Un himno eucarístico que me gusta mucho comienza así: “Adoro te devote, latens Deitas” (Te adoro con devoción, Dios escondido).

«Dios escondido». Una denominación que parece indicar un Dios lejano al hombre. El profeta Isaías tiene una expresión muy cercana: “Vere tu es Deus absconditus, Deus Israel, salvator” (Is 45,15). Lo sorprendente en ambas perspectivas es el tono de alegría y de victoria que podemos intuir. Dios escondido, y al mismo tiempo, Dios de Israel, el salvador.

Una página del Nuevo Testamento nos permite comprender mejor la experiencia de quien expresa con alegría su experiencia frente al Dios escondido. Leemos en la Carta a los Colosenses: «vuestra vida está oculta con Cristo en Dios» (Col 3,3). Si leemos el capítulo completo, notaremos la referencia de Pascual, a la vida en Cristo resucitado. Pero, tratando de mantener el enfoque inicial, ¿cómo puede la referencia a un Dios escondido ser un signo de presencia? ¿Cómo puede una «vida oculta» ser un signo de verdadera vida?

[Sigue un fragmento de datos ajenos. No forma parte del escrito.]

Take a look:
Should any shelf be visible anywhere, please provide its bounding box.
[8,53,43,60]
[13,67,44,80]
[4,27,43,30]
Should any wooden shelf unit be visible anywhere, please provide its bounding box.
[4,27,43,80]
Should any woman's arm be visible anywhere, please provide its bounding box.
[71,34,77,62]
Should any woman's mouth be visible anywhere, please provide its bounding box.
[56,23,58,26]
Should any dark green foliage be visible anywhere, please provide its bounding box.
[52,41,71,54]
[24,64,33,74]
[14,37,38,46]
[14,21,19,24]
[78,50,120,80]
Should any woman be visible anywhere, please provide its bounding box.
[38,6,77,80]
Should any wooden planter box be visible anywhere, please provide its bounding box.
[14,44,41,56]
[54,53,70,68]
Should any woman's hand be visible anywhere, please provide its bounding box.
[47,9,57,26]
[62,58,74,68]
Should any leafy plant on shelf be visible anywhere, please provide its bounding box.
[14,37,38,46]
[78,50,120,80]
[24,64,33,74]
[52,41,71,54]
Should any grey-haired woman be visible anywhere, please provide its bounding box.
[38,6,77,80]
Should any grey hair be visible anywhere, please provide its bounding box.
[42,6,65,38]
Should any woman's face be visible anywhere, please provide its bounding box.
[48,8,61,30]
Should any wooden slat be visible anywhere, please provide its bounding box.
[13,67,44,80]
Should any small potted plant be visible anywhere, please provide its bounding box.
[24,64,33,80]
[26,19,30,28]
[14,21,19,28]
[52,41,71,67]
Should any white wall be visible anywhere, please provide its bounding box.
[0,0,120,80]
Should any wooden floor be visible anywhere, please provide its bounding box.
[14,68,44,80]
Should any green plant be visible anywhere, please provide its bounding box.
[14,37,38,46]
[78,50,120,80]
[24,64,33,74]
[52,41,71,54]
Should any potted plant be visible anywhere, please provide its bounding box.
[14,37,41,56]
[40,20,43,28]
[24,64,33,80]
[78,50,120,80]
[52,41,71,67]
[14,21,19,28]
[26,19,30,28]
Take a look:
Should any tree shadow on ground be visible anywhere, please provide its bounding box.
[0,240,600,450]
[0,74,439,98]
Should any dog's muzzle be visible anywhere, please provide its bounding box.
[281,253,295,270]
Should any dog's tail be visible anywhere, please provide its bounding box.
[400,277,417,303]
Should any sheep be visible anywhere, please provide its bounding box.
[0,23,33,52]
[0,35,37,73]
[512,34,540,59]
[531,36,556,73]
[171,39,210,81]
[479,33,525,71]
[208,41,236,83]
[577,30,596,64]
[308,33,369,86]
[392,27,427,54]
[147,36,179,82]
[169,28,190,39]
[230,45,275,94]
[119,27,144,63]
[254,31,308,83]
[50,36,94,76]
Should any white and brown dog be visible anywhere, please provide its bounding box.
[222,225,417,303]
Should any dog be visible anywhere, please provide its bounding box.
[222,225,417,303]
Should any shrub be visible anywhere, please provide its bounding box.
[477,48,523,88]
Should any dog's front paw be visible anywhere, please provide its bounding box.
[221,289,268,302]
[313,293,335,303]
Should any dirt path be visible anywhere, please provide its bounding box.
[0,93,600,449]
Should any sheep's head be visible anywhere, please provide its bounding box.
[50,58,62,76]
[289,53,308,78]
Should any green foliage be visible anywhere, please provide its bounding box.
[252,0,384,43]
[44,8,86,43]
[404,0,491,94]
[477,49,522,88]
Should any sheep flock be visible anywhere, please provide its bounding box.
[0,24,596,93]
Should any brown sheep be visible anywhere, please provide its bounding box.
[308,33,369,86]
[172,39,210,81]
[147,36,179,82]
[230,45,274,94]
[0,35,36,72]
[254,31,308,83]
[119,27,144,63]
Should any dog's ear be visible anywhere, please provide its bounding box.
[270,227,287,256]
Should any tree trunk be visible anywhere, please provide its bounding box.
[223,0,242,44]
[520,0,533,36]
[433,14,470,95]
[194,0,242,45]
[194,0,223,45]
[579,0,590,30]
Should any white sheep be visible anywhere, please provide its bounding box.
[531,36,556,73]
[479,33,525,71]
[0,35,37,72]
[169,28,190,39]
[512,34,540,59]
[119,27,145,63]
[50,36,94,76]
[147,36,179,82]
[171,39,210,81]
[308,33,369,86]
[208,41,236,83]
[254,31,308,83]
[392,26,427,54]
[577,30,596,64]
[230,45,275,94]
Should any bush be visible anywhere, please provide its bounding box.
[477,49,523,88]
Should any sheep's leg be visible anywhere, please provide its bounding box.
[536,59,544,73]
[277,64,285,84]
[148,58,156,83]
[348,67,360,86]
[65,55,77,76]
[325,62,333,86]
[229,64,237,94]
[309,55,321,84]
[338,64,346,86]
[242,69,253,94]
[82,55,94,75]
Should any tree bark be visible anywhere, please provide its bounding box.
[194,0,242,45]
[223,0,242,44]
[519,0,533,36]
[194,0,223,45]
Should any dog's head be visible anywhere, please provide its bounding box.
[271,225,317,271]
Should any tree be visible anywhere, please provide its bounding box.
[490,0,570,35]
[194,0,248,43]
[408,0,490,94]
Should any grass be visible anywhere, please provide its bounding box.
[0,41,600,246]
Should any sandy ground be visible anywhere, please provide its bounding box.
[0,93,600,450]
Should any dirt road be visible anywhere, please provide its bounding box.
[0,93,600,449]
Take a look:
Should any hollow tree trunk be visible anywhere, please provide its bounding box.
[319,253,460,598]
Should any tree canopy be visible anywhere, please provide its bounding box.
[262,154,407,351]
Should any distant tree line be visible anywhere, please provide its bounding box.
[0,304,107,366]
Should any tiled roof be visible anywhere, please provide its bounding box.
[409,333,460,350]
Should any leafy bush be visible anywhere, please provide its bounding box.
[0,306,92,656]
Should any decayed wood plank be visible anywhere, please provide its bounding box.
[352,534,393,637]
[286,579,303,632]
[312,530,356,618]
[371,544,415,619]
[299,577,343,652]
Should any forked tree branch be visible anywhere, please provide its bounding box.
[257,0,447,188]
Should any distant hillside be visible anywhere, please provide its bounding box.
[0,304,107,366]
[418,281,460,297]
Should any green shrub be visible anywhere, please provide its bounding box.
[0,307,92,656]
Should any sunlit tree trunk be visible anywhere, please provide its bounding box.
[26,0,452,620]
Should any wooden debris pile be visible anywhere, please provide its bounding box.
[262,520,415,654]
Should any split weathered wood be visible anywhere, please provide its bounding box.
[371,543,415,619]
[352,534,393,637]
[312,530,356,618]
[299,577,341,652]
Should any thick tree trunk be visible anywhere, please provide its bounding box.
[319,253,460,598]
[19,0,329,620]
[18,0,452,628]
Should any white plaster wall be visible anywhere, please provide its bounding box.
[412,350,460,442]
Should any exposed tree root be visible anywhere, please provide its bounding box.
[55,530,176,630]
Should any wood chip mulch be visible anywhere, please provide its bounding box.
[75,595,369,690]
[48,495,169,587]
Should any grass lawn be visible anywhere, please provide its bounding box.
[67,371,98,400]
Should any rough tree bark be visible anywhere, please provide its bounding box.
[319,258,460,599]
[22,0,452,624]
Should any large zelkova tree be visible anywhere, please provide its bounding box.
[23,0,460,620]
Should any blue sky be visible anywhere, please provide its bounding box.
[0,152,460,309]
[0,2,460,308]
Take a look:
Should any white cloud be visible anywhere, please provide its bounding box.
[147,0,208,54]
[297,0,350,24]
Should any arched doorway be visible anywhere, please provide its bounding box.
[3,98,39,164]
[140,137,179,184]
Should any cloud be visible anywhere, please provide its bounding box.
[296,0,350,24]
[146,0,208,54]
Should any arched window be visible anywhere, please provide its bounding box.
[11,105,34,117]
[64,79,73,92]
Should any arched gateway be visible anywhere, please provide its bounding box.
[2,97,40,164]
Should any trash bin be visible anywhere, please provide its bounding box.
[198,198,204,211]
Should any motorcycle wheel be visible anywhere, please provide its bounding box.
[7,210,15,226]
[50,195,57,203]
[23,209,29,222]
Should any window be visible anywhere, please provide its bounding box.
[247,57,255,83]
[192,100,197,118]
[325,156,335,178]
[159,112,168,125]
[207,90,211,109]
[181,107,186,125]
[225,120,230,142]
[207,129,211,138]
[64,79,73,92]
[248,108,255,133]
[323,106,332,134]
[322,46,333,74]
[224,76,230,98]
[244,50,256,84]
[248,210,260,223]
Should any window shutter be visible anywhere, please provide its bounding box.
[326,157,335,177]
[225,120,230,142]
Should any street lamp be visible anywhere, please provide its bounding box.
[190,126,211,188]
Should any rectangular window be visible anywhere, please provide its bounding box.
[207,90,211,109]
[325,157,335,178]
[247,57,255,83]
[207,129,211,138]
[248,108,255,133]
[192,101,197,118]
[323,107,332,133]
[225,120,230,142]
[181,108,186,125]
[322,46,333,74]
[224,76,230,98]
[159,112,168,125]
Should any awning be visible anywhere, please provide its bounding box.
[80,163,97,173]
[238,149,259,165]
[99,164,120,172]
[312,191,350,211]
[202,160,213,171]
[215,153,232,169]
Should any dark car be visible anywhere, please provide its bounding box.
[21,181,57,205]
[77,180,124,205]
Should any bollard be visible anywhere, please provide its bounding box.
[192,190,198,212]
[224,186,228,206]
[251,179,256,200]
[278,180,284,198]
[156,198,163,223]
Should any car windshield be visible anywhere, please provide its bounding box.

Cristo en su Pascua nos inserta en la vida de Dios. No es tanto un Dios que se esconde de nosotros, sino Dios que nos lleva a lo más íntimo de su vida, a lo “escondido” de la vida en Él. Es conocida la frase de San Agustín que afirma que Dios es «más interior que lo más íntimo mío». En lo más “escondido” de nosotros mismos no está la soledad, hay alguien, ¡está Dios!

Contemplamos a Dios dentro de nosotros y en las diferentes manifestaciones de su presencia. En la Eucaristía contemplamos su presencia por antonomasia. “por antonomasia, porque es también corporal y substancial, pues por ella ciertamente se hace presente Cristo, Dios y hombre, entero e íntegro”*. La frase completa de San Agustín cobra todavía más sentido: «Dios está por encima de lo más alto que hay en mí y está en lo más hondo de mi intimidad».

Al celebrar la Solemnidad del Santísimo Cuerpo y Sangre de Cristo, meditemos sobre cómo el Dios escondido se hace presente y nos manifiesta su amor infinito. Y nosotros, seducidos por tan grande amor, no podemos hacer menos que adorarlo. Al mismo tiempo meditemos cómo, en la Eucaristía, Dios nos inserta en lo íntimo y “escondido” de su vida, somos transformados en santuarios vivos de su presencia.

* San Pablo VI, Mysterium Fidei, 41

Cankin Ma nació en Ecuador, hijo de padre chino. Es miembro del Sodalicio de Vida Cristiana, vive y trabaja apostólicamente en la comunidad sodálite "Mãe da Reconciliação" en la ciudad de Petrópolis (Rio de Janeiro, Brasil). Actualmente se prepara para el sacerdocio y estudia teología en la Universidad Católica de Petrópolis.